Mammograms are used as a screening tool to detect early breast cancer in women experiencing no symptoms (when it is most treatable). They can also be used to detect and diagnose breast disease in women experiencing symptoms such as a lump, pain, skin dimpling or nipple discharge.

Screening Mammography
Mammography plays a central part in early detection of breast cancers because it can show changes in the breast years before a patient or physician can feel them. Current guidelines from the American College of Radiology (ACR) and the National Comprehensive Cancer Network (NCCN) recommend screening mammography every year for women, beginning at age 40. In Canada, annual mammography screening start for women at age 50.

Research has shown that annual mammograms lead to early detection of breast cancers, when they are most curable and breast-conservation therapies are available.


The ACR and the National Cancer Institute (NCI) also suggest that women who have had breast cancer, and those who are at increased risk due to a family history of breast or ovarian cancer, should seek expert medical advice about whether they should begin screening before age 40 and the need for other types of screening. If you are at high risk for breast cancer, you may need to obtain a breast MRI in addition to your annual mammogram.

Screening remains the primary way to the early detection of breast cancer. Annual screening mammography is currently recommended by most National organizations for all women over the age of 40. Approximately 10% of women who undergo screening mammography, we will be recalled for additional views. If you are recalled, this should not cause undue worry as 9 out of 10 patients who are recalled for additional views are subsequently categorized as benign or probably benign.

If additional views are necessary, you ill be contacted and scheduled directly by the clinic on behalf of your physician. If a biopsy is required, you will be referred for biopsy. Your physician can assist with coordinating the best location to obtain this procedure which is mainly done at hospitals currently.

Diagnostic Mammography
Diagnostic mammography is used to evaluate a patient with abnormal clinical findings—such as a breast lump or nipple discharge—that have been found by the woman or her doctor. Diagnostic mammography may also be done after an abnormal screening mammogram in order to evaluate the area of concern on the screening exam.

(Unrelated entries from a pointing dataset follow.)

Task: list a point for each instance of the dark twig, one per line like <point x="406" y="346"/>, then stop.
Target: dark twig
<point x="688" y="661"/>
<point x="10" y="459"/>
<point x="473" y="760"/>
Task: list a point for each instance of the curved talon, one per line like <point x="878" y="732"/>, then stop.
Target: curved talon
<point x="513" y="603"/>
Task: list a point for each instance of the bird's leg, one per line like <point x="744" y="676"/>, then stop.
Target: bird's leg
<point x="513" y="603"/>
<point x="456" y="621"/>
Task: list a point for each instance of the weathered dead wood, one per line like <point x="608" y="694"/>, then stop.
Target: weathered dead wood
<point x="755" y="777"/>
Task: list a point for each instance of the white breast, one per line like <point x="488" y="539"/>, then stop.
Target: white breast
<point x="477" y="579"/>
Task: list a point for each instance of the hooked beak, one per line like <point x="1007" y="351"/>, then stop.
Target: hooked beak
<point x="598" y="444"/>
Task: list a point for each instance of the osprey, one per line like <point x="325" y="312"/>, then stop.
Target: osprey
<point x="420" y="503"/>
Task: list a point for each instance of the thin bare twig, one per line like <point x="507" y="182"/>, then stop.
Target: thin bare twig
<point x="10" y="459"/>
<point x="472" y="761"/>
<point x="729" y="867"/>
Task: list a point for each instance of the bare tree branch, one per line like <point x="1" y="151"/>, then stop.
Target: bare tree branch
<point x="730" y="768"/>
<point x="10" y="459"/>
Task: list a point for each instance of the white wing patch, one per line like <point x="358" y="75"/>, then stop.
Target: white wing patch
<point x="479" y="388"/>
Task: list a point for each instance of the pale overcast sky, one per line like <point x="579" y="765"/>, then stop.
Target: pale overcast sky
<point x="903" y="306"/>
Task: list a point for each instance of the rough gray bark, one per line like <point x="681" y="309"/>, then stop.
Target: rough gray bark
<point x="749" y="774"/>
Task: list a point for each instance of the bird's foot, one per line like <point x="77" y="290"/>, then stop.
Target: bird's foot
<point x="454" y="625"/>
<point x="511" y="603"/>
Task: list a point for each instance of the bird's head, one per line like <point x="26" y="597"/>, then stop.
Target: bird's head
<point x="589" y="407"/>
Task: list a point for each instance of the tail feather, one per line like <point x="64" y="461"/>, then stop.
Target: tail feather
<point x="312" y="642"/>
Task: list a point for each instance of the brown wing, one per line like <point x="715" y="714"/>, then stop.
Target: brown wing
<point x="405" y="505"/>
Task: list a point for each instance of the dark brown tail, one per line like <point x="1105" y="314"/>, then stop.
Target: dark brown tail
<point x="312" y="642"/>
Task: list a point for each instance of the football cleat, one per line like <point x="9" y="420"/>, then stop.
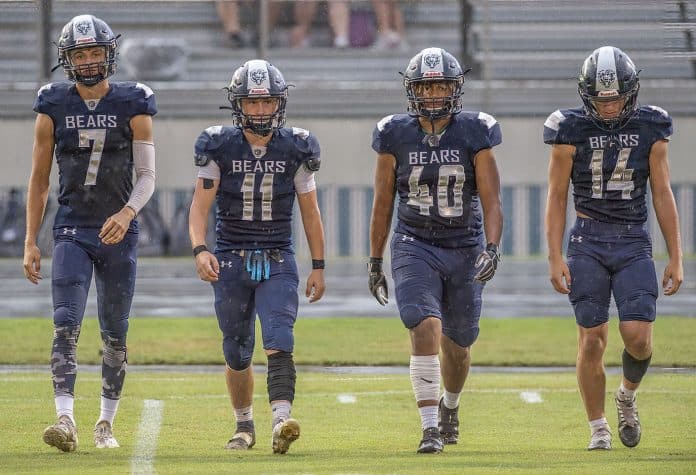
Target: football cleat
<point x="285" y="433"/>
<point x="600" y="440"/>
<point x="241" y="441"/>
<point x="104" y="437"/>
<point x="62" y="435"/>
<point x="448" y="423"/>
<point x="431" y="442"/>
<point x="629" y="424"/>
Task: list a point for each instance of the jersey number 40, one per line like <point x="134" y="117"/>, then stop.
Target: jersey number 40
<point x="419" y="194"/>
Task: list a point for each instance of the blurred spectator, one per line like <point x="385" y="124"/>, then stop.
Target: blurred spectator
<point x="390" y="26"/>
<point x="339" y="18"/>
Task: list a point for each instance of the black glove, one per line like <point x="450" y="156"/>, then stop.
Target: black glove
<point x="486" y="263"/>
<point x="377" y="281"/>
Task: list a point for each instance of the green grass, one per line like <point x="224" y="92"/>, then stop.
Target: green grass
<point x="345" y="341"/>
<point x="377" y="434"/>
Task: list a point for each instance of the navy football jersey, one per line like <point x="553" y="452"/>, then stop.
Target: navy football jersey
<point x="93" y="148"/>
<point x="256" y="195"/>
<point x="436" y="186"/>
<point x="610" y="169"/>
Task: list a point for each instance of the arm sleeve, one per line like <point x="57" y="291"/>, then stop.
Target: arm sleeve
<point x="210" y="170"/>
<point x="144" y="162"/>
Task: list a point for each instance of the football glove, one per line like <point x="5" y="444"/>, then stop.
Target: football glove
<point x="377" y="281"/>
<point x="486" y="263"/>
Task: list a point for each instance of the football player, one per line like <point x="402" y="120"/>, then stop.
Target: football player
<point x="610" y="149"/>
<point x="253" y="171"/>
<point x="439" y="161"/>
<point x="100" y="133"/>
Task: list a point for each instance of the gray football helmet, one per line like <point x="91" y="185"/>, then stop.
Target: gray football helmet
<point x="87" y="31"/>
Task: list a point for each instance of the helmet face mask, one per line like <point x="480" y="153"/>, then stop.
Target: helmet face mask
<point x="258" y="79"/>
<point x="609" y="78"/>
<point x="84" y="33"/>
<point x="433" y="81"/>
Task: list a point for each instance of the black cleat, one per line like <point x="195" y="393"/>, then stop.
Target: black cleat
<point x="448" y="423"/>
<point x="629" y="424"/>
<point x="432" y="442"/>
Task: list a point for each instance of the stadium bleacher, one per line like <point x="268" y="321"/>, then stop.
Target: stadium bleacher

Mammogram vs Breast Ultrasound - Understanding the Difference

Breast imaging is the examination of the breast to demonstrate any changes and abnormalities using mammography and/or ultrasound.
A mammogram is an x-ray test of the breast tissue. It can provide information about lumps, calcifications and other abnormalities that may be present in the breast. It is also available for screening purposes for women without any breast problems.
Breast ultrasound uses sound waves – not radiation – to show breast tissue. A breast ultrasound can show areas of the breast, including the areas closest to the chest wall that are difficult to see in a mammogram. Breast ultrasound is used to check any abnormalities in the breast and provide further information.

Ontario Breast Screening Program (OBSP)

Mammogram Toronto Clinic Near meOur breast imaging centre at Valence Medical Imaging is working towards becoming an Ontario Breast Screening Program (OBSP) assessment site as part of our initiative to partner Cancer Care Ontario. The OBSP is a self-referral screening mammogram that does not require a requisition from your family doctor. This program is for Ontario women only, aged 50 to 74 years old, who have no previous history of breast cancer, no implants and no current breast symptoms.

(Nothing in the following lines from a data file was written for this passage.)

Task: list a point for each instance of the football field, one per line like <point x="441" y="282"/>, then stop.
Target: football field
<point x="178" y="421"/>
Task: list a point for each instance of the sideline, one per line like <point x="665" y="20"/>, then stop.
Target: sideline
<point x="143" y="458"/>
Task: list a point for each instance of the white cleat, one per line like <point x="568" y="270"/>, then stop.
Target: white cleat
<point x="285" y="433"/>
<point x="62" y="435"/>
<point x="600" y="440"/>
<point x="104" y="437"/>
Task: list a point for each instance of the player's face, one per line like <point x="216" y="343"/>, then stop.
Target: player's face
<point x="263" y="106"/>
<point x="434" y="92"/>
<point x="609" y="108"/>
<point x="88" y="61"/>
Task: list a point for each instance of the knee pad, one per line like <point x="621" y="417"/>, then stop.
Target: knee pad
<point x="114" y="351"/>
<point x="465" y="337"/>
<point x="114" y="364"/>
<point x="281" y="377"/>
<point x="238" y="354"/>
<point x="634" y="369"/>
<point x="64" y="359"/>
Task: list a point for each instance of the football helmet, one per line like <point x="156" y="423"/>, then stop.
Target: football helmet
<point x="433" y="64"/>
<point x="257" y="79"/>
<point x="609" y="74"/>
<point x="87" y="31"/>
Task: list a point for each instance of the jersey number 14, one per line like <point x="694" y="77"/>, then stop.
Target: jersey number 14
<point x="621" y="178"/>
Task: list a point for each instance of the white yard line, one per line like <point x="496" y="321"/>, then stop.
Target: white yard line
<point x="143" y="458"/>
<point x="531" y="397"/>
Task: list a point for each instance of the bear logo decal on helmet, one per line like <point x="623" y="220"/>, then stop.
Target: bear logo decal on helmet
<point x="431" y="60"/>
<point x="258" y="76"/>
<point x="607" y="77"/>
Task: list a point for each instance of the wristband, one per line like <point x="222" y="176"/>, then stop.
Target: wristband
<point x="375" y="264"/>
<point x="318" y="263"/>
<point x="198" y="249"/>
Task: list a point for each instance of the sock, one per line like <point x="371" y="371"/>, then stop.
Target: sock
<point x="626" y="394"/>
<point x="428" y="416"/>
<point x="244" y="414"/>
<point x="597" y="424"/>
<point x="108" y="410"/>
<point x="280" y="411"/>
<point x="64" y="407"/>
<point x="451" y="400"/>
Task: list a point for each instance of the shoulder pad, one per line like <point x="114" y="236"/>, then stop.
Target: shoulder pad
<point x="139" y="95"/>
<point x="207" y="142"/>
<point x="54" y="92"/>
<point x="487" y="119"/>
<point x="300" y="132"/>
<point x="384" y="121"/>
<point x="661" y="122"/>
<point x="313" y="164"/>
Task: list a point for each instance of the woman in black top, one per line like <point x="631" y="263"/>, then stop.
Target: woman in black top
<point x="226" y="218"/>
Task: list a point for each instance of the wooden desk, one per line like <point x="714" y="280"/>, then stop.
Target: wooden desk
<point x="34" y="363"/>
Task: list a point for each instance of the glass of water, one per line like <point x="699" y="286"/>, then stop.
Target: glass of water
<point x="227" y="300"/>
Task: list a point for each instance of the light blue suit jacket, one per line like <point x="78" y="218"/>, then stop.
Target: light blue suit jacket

Women aged 50-74 are eligible for a mammogram provided by the Ontario Breast Screening Program (OBSP) every 2 years. In screening cases, a doctor’s referral is not required. For patients presenting with new breast symptoms, breast implants or a history of malignant tumours, a physician’s referral is required.

If you are 40 to 49 years old, talk to your doctor about your risk for breast cancer, along with the benefits and limitations of having a mammogram. If you are over 74 years old, speak with your health care provider about getting tested for breast cancer. If you choose to get tested you will need a referral for a mammogram from your doctor or nurse practitioner.

If you do not have a doctor or a nurse practitioner, you can find one through Health Care Connect at 1-800-445-1822.

The Ontario Breast Screening Program (OBSP) screens women ages 30 to 69 who are confirmed to be at high risk of developing breast cancer, once a year with a mammogram and breast magnetic resonance imaging (MRI) (or screening breast ultrasound if MRI is not medically appropriate). This kind of testing is based on scientific evidence and ensures that high risk women receive the benefits of organized screening.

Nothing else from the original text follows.